There is a guarantee that some percent of the time the user will click on the wrong button. That user, in this case, was me. I deleted everything in a WordPress widget that had 16 individually formatted fields.
It’s not that I’m upset that I lost data from the few minutes I spent carefully filling those fields out, it’s the fact that every time I close a widget I have to stop and think, else I may automatically press the Delete button vs. the close button.
it’s not a soft delete that happens either – there is no undo, no “are you sure you want to do this?”, no “this widget will be removed — ok/cancel?”. It simply disappears.
So either I begin to regard the widget section as a minefield for potential data loss or misfortune and stop editing it unless I’m wide awake and prepared for the potential consequences of an errant click, or something happens where these buttons are placed at least a few target distances apart.
If a frequently used option is to be placed next to a delete option, a soft delete or a confirmation dialog for such a drastic action should be employed. Else, the functions should be placed at least one target size away to ensure one is not accidentally clicked in place of the other.
When I posted my initial thoughts about this button placement on Twitter, Devin Price replied, that, “I think the actual flaw is that there isn’t an undo button. Widgets should be saving revisions just like posts do”.

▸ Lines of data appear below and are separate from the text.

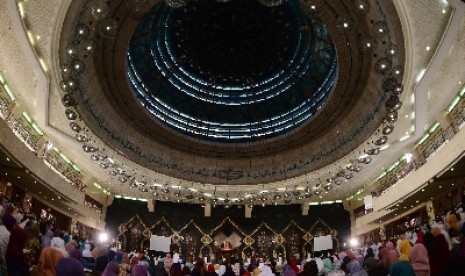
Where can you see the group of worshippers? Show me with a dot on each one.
(430, 252)
(30, 248)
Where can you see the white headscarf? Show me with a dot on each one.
(86, 252)
(59, 244)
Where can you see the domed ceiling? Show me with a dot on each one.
(234, 73)
(180, 98)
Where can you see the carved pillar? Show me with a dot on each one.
(248, 211)
(151, 205)
(207, 210)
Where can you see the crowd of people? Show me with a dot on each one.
(29, 247)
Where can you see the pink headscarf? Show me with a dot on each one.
(383, 255)
(392, 254)
(139, 270)
(419, 259)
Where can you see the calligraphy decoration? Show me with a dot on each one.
(248, 240)
(191, 241)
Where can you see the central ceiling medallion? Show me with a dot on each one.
(231, 72)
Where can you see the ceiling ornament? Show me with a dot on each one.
(308, 237)
(206, 239)
(85, 41)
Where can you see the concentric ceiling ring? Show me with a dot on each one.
(234, 72)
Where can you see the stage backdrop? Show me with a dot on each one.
(273, 231)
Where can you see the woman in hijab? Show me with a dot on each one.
(392, 253)
(211, 270)
(401, 268)
(383, 255)
(418, 257)
(175, 269)
(59, 244)
(87, 260)
(356, 269)
(47, 237)
(374, 268)
(266, 271)
(69, 267)
(199, 268)
(310, 269)
(111, 255)
(118, 257)
(112, 269)
(428, 239)
(404, 248)
(102, 259)
(370, 253)
(76, 254)
(139, 270)
(15, 258)
(134, 262)
(33, 245)
(288, 271)
(185, 271)
(48, 261)
(440, 256)
(344, 264)
(293, 264)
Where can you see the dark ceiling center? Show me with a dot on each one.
(236, 42)
(232, 72)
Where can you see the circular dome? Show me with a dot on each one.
(231, 72)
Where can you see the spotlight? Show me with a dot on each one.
(103, 237)
(353, 242)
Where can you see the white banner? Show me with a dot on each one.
(160, 243)
(323, 243)
(368, 200)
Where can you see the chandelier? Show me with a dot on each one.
(181, 3)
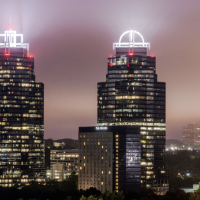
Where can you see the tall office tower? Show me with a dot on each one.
(132, 96)
(191, 134)
(21, 114)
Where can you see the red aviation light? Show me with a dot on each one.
(130, 54)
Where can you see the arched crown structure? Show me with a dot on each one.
(10, 40)
(131, 42)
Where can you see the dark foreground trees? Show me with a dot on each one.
(67, 190)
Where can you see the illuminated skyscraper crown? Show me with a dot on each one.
(131, 43)
(10, 40)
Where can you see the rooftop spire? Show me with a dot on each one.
(10, 40)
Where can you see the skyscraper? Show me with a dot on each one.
(130, 97)
(21, 114)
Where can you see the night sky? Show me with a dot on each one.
(71, 40)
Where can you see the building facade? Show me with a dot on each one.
(62, 164)
(21, 115)
(109, 158)
(132, 96)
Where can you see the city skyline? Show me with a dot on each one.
(70, 56)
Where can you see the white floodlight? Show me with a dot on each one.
(10, 40)
(131, 42)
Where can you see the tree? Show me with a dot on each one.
(195, 195)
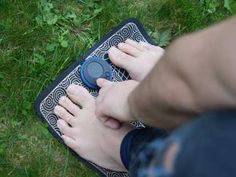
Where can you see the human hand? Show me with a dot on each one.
(112, 102)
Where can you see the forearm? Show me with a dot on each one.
(196, 74)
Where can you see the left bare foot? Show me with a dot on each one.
(86, 135)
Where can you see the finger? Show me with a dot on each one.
(69, 141)
(80, 96)
(145, 45)
(135, 44)
(129, 49)
(120, 58)
(69, 105)
(101, 82)
(65, 128)
(64, 114)
(112, 123)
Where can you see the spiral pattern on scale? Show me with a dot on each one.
(52, 119)
(126, 31)
(137, 37)
(48, 103)
(65, 83)
(58, 93)
(115, 40)
(130, 30)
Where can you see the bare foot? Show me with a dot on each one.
(86, 135)
(138, 58)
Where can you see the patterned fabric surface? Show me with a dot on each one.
(129, 30)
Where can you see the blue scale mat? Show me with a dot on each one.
(48, 99)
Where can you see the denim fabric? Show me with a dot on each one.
(206, 148)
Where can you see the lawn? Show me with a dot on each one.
(40, 38)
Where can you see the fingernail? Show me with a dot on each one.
(62, 99)
(71, 89)
(56, 109)
(112, 123)
(121, 45)
(58, 124)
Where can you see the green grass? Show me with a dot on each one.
(39, 39)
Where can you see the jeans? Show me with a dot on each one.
(205, 147)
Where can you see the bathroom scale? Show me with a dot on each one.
(84, 71)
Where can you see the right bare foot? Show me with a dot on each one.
(138, 58)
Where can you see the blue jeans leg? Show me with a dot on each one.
(205, 147)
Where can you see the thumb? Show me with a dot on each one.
(101, 82)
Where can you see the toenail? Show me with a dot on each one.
(59, 123)
(113, 50)
(71, 89)
(56, 109)
(121, 45)
(62, 99)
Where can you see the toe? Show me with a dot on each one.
(66, 129)
(145, 45)
(69, 142)
(129, 49)
(69, 105)
(135, 44)
(80, 96)
(65, 115)
(120, 58)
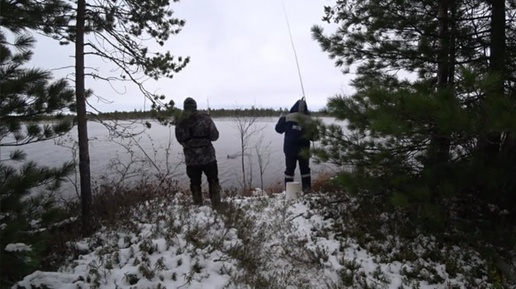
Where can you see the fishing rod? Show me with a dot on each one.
(293, 48)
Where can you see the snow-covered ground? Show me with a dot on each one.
(257, 242)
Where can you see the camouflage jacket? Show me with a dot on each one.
(195, 131)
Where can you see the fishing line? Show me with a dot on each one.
(293, 48)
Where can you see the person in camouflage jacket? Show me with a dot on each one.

“But just look at how nice, big, blue, beveled and separated “save” is”, Chris Teso responded. In the WordPress widget function, pressing Save doesn’t close the widget box. It would be great if it did. Instead, the user must press Save and then close, going near the dreaded “Delete” option in the process.
This reminded me of a recent discussion Tantek Çelik and I had about forgiving interfaces. One of the best implementations of a forgiving interfaces is Gmail’s undo functionality. Its soft delete allows one to undo every action after it is done. It allows one step backward in time from a potentially damaging action. Users of software such as Photoshop are used to forgiving interfaces, and each new version of the software stores actions and histories in an even more forgiving, and often visual way. This digital paleontology allows one to dig up useful historical states and essentially go back in time.
“Interfaces should always be at least a little forgiving”, writes Çelik, “Allow undo post/edit/delete even if just for 30 seconds”.
“Gmail Labs’ “Undo Send” extension gets this right (without the cognitive load of previous attempts like scheduled sends)”, Çelik, “All forms of send/post/tweet verbs should be as forgiving. If you’re regretting your sending, undo”. He then points to a related article on Undo Send in Google labs.
As for the current moment, I’d like to be able to edit without the physiological drawbacks of constantly worrying whether or not I will lose data simply because I’ve pressed the wrong button.